Well, not quite — if anybody is using the MaaS CLI (Command Line Interface) or the Python MaaS client (or any other API client), they won’t work anymore.

Without going into too much detail, the MaaS API exposes a ‘describe’ endpoint — when queried, it provides a list of endpoints (URLs, HTTP methods and quick descriptions) that the API user can call (the answer will depend on what permissions the API user has). Right now, MaaS doesn’t know there’s a HTTPS proxy sitting in front of it, so when we ask for a list of API URLs, it’s going to give HTTP as the protocol. As you can expect, the client will then use the URL that MaaS gave and promptly fail.

If you want to see what a MaaS client will see, you can go to the following URL:

https://wherever.the.maas.machine.is.located/MAAS/api/2.0/describe/

The response will be a sizable JSON object (again, depending on how much the user is allowed to do). What you (and the clients) will care about most is the ‘resources’ array. Here’s an example of an element of that array:

{
  "doc": "Manage a boot resource.",
  "params": [
    "id"
  ],
  "uri": "http://wherever.the.maas.machine.is.located/MAAS/api/2.0/boot-resources/{id}/",
  "actions": [
    ... (sorry, going to skip this for brevity)
  ],
  "name": "BootResourceHandler",
  "path": "/MAAS/api/2.0/boot-resources/{id}/"
}

That uri field is what will cause problems for clients - even though we made a HTTPS call to get this list, MaaS thinks you should call it with HTTP.

In order to fix this, we need to tell MaaS to say its using HTTPS when requests go through NGINX. Thankfully, the MaaS front-end is handled by the ‘django’ framework, so that’s as simple as adding the following line:

SECURE_PROXY_SSL_HEADER = ('HTTP_X_FORWARDED_PROTOCOL', 'https')

to the end of the file:

/usr/lib/python3/dist-packages/maasserver/djangosettings/settings.py

and you’ll need to restart the maas-regiond service for the changes to take effect.

Note: the above python will only work if you keep the X-Forwarded-Protocol header in the NGINX configuration. For more information, check out the django documentation about this.

Now, when MaaS API clients first connect to the Region Controller and ask for a list of available endpoints, the answer will have URLs for HTTPS. Now everybody and everything is happy with HTTPS.

What’s next?

We’ve got a total of 45 machines, 6 of those are currently running MaaS infrastructure (or databases that the infrastructure relies on). We can handle some disasters, but there will be manual steps involved.

We could add an extra Region Controller in a HA setup, but that’s now a machine that can’t do actual work.
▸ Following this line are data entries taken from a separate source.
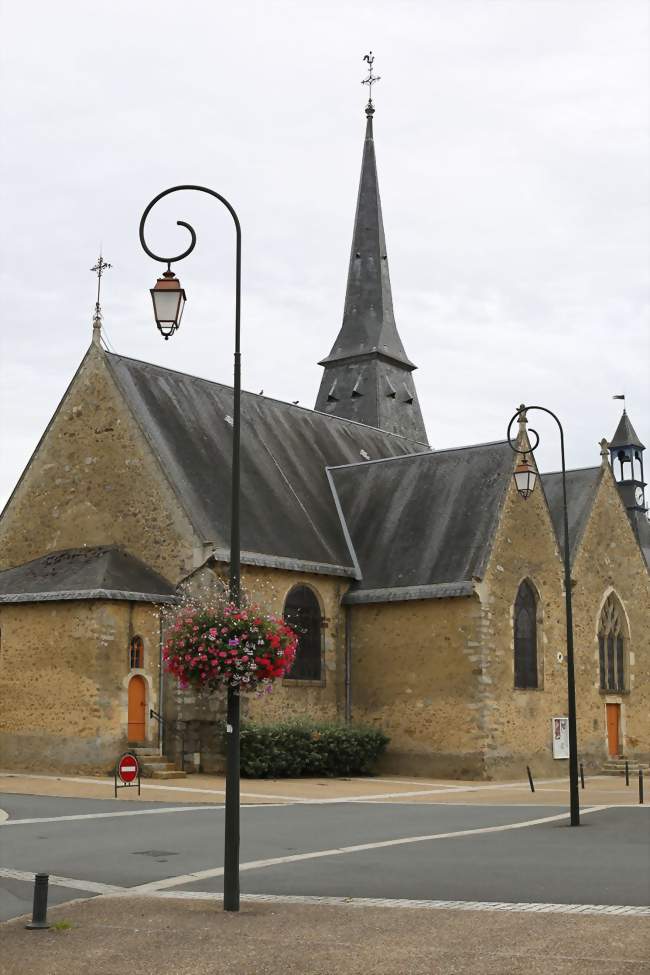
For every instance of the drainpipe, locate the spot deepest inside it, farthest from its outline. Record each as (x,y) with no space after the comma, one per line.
(348,664)
(161,681)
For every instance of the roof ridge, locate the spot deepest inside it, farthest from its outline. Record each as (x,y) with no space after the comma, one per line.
(272,399)
(572,470)
(422,453)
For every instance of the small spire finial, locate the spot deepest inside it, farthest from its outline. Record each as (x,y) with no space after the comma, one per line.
(98,269)
(370,81)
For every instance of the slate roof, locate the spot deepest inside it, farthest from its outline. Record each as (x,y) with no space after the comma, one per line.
(625,435)
(581,486)
(422,526)
(101,572)
(367,375)
(287,514)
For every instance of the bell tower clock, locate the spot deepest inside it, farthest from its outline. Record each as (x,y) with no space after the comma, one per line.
(626,452)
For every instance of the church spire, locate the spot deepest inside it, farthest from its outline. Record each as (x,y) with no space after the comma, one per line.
(98,269)
(367,374)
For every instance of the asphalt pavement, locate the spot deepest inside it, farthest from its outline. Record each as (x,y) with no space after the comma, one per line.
(605,861)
Since the database holds all the state of the MaaS Cluster, we can just bring up a new Region Controller if the first one fails (if the IP address and MaaS secret don’t change then the Rack Controllers will be fine).

On a similar note, we could bring up spare Rack Controllers in each rack so that they can automatically fail-over as well — but that’s an extra machine wasted per rack.
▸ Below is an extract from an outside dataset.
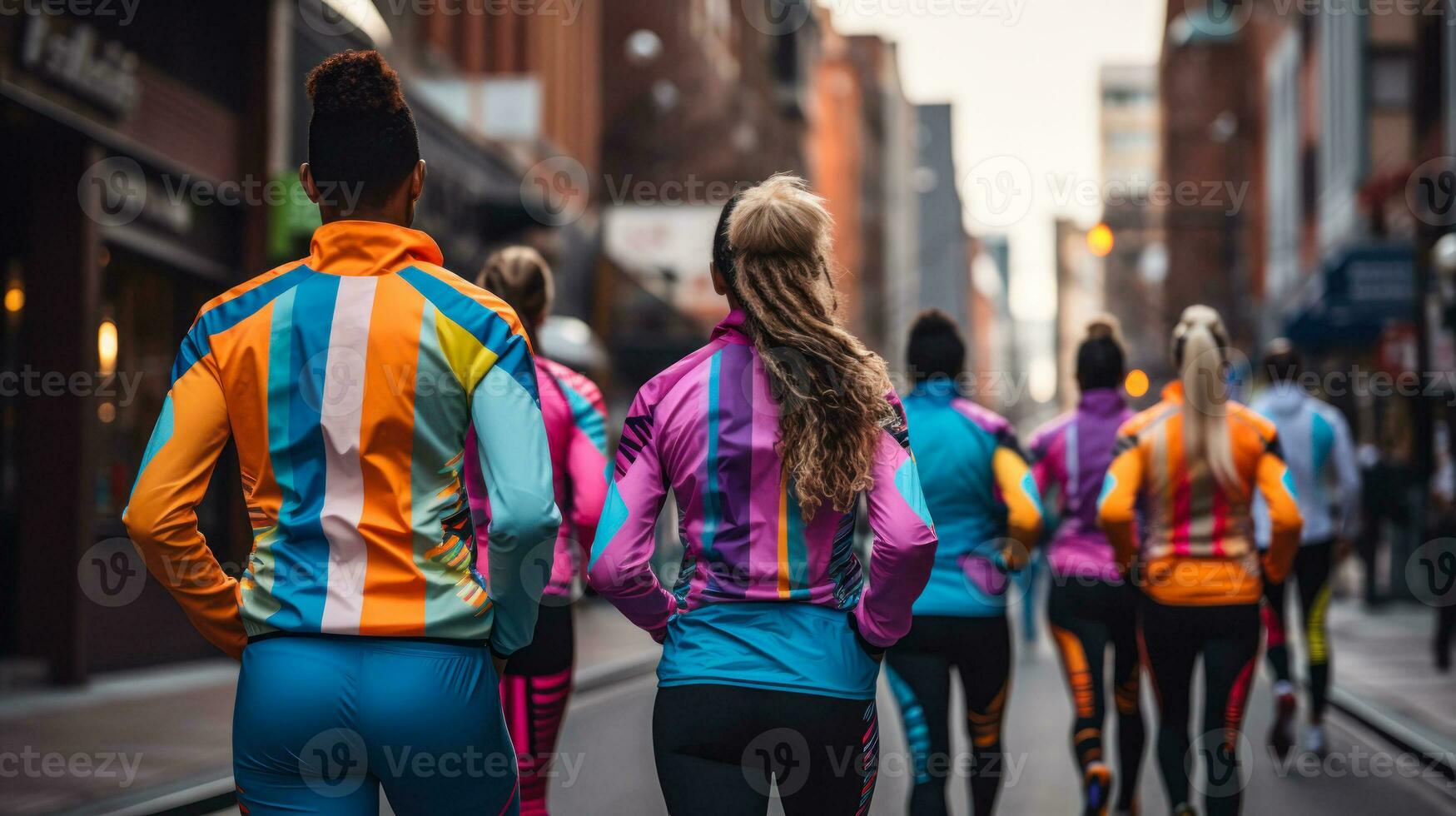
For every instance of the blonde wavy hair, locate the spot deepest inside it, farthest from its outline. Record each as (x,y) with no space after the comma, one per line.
(523,279)
(773,251)
(1199,351)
As mentioned before, you can ask somebody else to host your PostgreSQL database which would, in our example, return 2 machines. However, depending on where the database is located, this could impact the cluster performance (deploys will likely be fine, but using the webpages would feel slower).
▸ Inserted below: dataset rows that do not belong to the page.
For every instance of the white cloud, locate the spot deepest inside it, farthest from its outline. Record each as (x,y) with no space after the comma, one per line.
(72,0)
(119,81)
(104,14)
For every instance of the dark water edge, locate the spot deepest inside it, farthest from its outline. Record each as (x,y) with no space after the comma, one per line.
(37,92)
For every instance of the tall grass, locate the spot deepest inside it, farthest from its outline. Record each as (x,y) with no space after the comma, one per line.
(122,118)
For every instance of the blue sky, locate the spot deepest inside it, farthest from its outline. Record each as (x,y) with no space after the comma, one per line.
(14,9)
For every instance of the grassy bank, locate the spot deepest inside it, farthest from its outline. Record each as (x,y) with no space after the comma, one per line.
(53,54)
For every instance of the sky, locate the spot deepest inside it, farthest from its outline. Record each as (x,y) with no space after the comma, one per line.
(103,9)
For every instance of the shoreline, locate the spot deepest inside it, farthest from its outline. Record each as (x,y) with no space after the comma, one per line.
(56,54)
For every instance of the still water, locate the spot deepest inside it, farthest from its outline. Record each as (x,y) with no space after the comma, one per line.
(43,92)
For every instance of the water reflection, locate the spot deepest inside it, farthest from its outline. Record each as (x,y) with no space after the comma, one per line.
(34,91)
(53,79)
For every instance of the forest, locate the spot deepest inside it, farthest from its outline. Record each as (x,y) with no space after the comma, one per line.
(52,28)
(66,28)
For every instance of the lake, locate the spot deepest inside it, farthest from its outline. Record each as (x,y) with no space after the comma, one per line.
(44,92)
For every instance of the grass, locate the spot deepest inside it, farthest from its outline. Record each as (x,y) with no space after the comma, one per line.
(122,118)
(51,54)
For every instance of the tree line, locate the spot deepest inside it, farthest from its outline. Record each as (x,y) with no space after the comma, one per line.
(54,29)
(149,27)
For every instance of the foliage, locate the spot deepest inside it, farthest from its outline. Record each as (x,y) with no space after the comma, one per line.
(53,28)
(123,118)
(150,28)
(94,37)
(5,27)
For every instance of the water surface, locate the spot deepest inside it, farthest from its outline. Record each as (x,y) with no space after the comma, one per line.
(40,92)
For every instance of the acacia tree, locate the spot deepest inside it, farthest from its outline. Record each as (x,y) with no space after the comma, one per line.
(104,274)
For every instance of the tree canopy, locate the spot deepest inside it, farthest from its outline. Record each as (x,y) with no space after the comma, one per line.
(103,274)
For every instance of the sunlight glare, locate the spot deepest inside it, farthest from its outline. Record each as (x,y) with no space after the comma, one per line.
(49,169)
What about logs? MaaS Controllers support rsyslog, so you can always run a local rsyslog server and point it to your centralised logging infrastructure. Alternatively, you can spare a server to run a miniature ELK (ElasticSearch, Logstash, Kibana) stack - or go with a 3-node ElasticSearch cluster if MaaS logs are important enough to you. Again, there are some ElasticSearch-as-a-service offerings, so if you can't be bothered, pay somebody else to do it for you.

Maybe you want to spare a machine to act as a VPN server?

Maybe you need a machine to monitor the others? MaaS does have the ability to do some hardware and power checks, but you might need something more specific to the applications you’ll be running. Alternatively, you can add your monitoring software on the Rack Controllers.

How your cluster is structured is entirely up to you — these blog posts were just the first few steps into our adventure into MaaS. We’ve made some improvements since then and tried some other things here and there, but this adventure is long enough already — so, go build your own MaaS cluster and define your own architecture.